In interviews, propose sharding only when you've exhausted vertical scaling and read replicas. Start with a single large node, add read replicas, then shard when writes become the bottleneck. The interviewer will ask: "How did you decide to shard?" The answer is: when write throughput exceeded what a single primary can handle.
Partition Key Trade-off: Locality vs Distribution
The partition key determines two things: how evenly data is distributed (avoiding hotspots) and how much data is co-located (enabling local queries). These two goals are in direct tension — you cannot fully optimize for both at once.
| Partition Key | Locality | Distribution | Hotspot Risk | Best For |
|---|---|---|---|---|
user_id | All user data on one shard | Skewed if power users exist | High (celebrity problem) | Social apps with user-centric queries |
order_id | Order data scattered | Even (random IDs) | Low | Order processing, analytics |
geography | Regional data co-located | Skewed by population | Medium (dense regions) | Geo-local apps (food delivery) |
hash(user_id) | None (hash destroys locality) | Even | Very low | Pure write throughput, no range queries |
Twitter's original sharding used user_id. When a celebrity with 100M followers tweeted, one shard received 100x the normal write load as fanout jobs wrote to follower timelines. The fix: special-case celebrity accounts (users with >1M followers) and precompute their fan-out differently, bypassing the shard bottleneck.
Topic 2
Replication Strategies
Three Replication Topologies
Replication copies data across multiple nodes for three reasons: durability (data survives node failures), read scaling (distribute reads across replicas), and geographic proximity (replicas near users reduce latency). The topology determines how writes flow through the system.
| Topology | Write Path | Consistency | Conflict Risk | Real Systems |
|---|---|---|---|---|
| Single-Leader | All writes → one primary → replicated to followers | Strong (sync replication) or eventual (async) | None (one writer) | PostgreSQL, MySQL, MongoDB, Redis Sentinel, Kafka (per partition) |
| Multi-Leader | Each region has a leader, leaders replicate to each other | Eventual (async cross-region) | High (concurrent writes to same key in different regions) | CockroachDB, Google Spanner, DynamoDB Global Tables |
| Leaderless | Client writes to W nodes simultaneously, reads from R nodes | Tunable (W+R > N = strong) | Medium (concurrent writes to same key) | Cassandra, DynamoDB, Riak |
Single-Leader (Primary-Replica): One node (the leader/primary) accepts all writes. It replicates changes to followers (replicas) via a replication log. Followers are read-only. This is the simplest and most common topology. Consistency is configurable: synchronous replication (follower must ACK before primary responds — strong consistency, lower throughput) or asynchronous (primary responds immediately, replicates in background — eventual consistency, higher throughput). Use this as your default in any interview where strong consistency matters.

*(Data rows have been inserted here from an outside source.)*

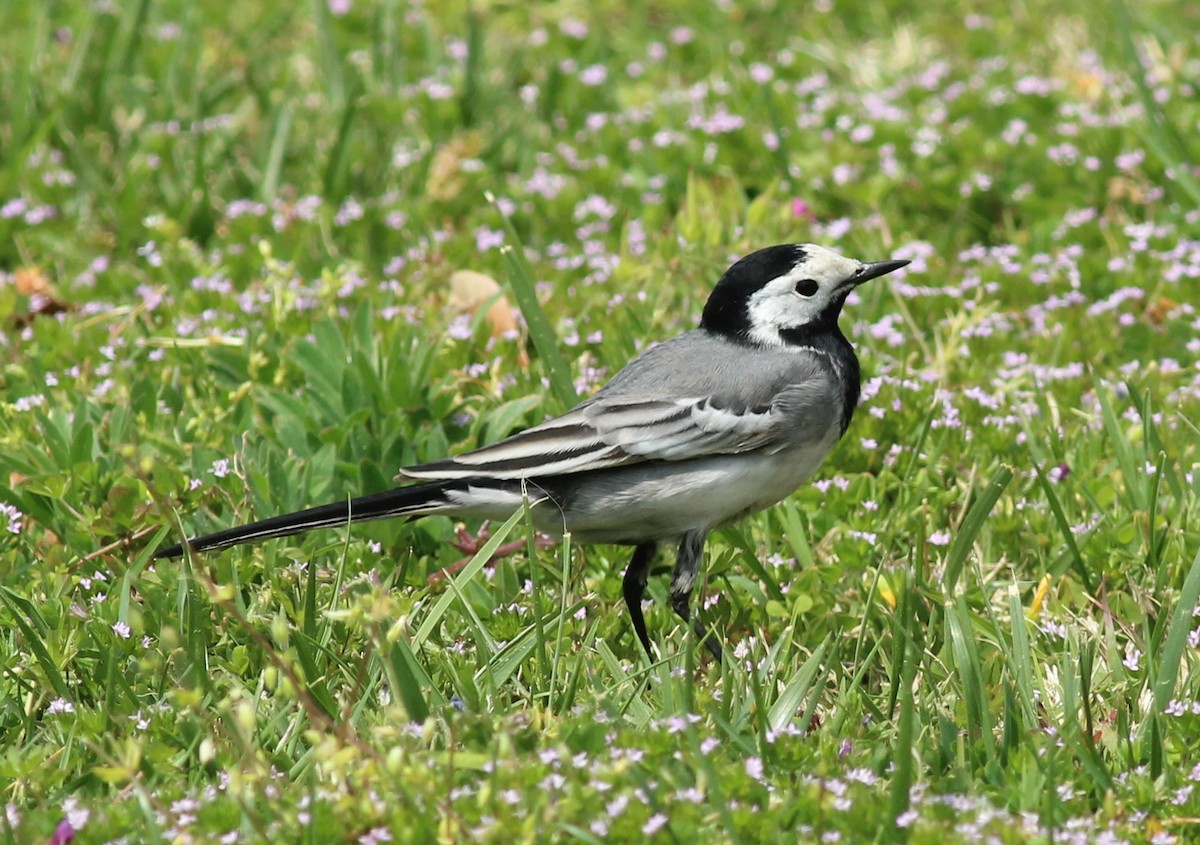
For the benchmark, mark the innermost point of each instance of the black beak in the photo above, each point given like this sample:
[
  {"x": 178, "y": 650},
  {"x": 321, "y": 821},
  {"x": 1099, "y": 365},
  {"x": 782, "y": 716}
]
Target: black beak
[{"x": 874, "y": 269}]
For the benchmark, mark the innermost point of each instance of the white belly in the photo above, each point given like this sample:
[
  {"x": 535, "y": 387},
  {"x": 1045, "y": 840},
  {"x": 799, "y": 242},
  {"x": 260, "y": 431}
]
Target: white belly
[{"x": 664, "y": 501}]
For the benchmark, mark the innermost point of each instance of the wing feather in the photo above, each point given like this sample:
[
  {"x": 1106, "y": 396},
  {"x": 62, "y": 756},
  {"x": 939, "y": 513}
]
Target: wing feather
[{"x": 609, "y": 432}]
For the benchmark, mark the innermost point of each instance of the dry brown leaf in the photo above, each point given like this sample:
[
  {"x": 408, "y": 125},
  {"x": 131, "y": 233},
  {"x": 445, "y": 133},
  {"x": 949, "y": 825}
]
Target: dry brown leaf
[
  {"x": 469, "y": 289},
  {"x": 30, "y": 280},
  {"x": 447, "y": 180}
]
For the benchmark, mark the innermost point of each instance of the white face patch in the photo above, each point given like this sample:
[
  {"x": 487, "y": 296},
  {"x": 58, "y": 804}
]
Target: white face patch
[{"x": 778, "y": 305}]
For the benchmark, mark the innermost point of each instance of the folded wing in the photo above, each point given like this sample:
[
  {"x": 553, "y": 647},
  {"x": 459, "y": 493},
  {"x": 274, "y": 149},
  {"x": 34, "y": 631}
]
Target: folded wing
[{"x": 610, "y": 432}]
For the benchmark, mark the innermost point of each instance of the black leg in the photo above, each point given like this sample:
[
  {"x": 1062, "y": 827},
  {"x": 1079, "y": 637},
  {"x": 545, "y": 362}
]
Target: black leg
[
  {"x": 634, "y": 587},
  {"x": 683, "y": 580}
]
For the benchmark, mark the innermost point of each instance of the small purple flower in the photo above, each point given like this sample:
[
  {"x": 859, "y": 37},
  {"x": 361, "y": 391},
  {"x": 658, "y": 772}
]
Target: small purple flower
[
  {"x": 940, "y": 538},
  {"x": 654, "y": 823},
  {"x": 63, "y": 834}
]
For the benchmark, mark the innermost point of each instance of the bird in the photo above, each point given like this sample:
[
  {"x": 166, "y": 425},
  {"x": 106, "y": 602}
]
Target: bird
[{"x": 696, "y": 432}]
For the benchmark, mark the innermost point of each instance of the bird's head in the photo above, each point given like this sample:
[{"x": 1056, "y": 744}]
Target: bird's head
[{"x": 781, "y": 295}]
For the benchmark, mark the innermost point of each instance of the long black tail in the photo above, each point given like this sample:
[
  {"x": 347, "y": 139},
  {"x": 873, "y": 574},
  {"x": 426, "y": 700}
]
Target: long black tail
[{"x": 412, "y": 501}]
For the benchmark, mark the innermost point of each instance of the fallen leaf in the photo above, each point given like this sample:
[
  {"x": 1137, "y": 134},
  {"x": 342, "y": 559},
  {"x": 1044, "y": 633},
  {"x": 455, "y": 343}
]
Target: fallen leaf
[{"x": 471, "y": 289}]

Multi-Leader (Active-Active): Multiple nodes in different regions each accept writes. Changes are replicated asynchronously between leaders. This gives low write latency for users in each region (writes go to the local leader). The challenge: if two users in different regions update the same record simultaneously, you have a write conflict. Use only when you need low-latency writes across multiple geographic regions and you have a conflict resolution strategy.
Leaderless (Dynamo-style): No designated leader. The client writes to W nodes and reads from R nodes. If W + R > N (total replicas), reads and writes overlap, guaranteeing the client reads the latest write. The most flexible topology but requires the application to handle stale reads and version conflicts. Choose when you need high availability and can tolerate eventual consistency.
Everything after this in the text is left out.